For SFT, RM, and DPO, batch_size samples will be used for an update. For PPO, prompts_per_rollout prompts will be used per rollout and responses_per_prompt trajectories will be sampled per prompt. These trajectories will be evenly used for update_per_rollout updates.

Rewards

The reward function should be in the follwing format. Specify the path to the Python script including the function via actor.rollout.env_path.

def reward_fn(messages, answer): pred = parse_answer(messages[-1]["content"]) return float(is_equivalent(pred, answer))

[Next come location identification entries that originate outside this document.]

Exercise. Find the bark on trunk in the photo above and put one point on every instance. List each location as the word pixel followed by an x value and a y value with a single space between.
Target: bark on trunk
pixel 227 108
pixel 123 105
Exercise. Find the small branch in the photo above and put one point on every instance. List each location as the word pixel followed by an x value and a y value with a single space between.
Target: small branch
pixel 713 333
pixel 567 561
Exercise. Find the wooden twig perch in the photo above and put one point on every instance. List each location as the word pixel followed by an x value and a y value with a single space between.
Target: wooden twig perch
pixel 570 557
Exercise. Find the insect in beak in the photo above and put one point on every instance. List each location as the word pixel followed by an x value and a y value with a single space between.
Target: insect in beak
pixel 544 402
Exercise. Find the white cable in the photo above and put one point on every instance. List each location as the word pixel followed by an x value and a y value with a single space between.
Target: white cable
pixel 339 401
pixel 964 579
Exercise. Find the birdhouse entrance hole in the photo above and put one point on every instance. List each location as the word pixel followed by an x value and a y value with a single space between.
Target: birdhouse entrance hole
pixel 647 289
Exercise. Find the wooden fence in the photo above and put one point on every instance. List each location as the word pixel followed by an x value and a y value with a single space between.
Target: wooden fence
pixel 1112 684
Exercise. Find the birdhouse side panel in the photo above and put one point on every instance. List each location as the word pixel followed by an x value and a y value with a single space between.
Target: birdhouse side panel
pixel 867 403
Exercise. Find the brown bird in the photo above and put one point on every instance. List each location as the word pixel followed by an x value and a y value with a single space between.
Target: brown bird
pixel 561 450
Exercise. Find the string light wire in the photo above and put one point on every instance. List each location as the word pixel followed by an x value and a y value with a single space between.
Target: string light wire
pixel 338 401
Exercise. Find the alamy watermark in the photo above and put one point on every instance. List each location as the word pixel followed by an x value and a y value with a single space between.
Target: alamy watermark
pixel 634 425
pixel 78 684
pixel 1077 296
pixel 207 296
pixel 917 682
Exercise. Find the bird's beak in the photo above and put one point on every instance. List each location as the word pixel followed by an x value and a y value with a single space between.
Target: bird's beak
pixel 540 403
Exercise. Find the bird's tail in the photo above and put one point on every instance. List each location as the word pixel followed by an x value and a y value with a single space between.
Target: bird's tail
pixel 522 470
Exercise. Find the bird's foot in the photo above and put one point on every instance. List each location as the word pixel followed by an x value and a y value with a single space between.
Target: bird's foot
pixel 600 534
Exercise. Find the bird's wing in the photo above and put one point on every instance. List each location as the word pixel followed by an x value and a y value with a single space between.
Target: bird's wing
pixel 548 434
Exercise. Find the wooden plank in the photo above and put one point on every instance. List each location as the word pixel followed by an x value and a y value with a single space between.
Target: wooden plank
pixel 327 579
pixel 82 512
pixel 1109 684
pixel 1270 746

If a reward model is used, it should be served outside of the training framework, e.g., using vLLM or SGLang, and be accessed in the reward function.

Tools

RL2 supports multi-turn rollout with function calling. In this case, you should set rollout.max_turns > 1 and include function interact with the following format in the Python script including the reward function. You should parse the called functions in past messages and return new messages including the results. An empty list indicates no function is called.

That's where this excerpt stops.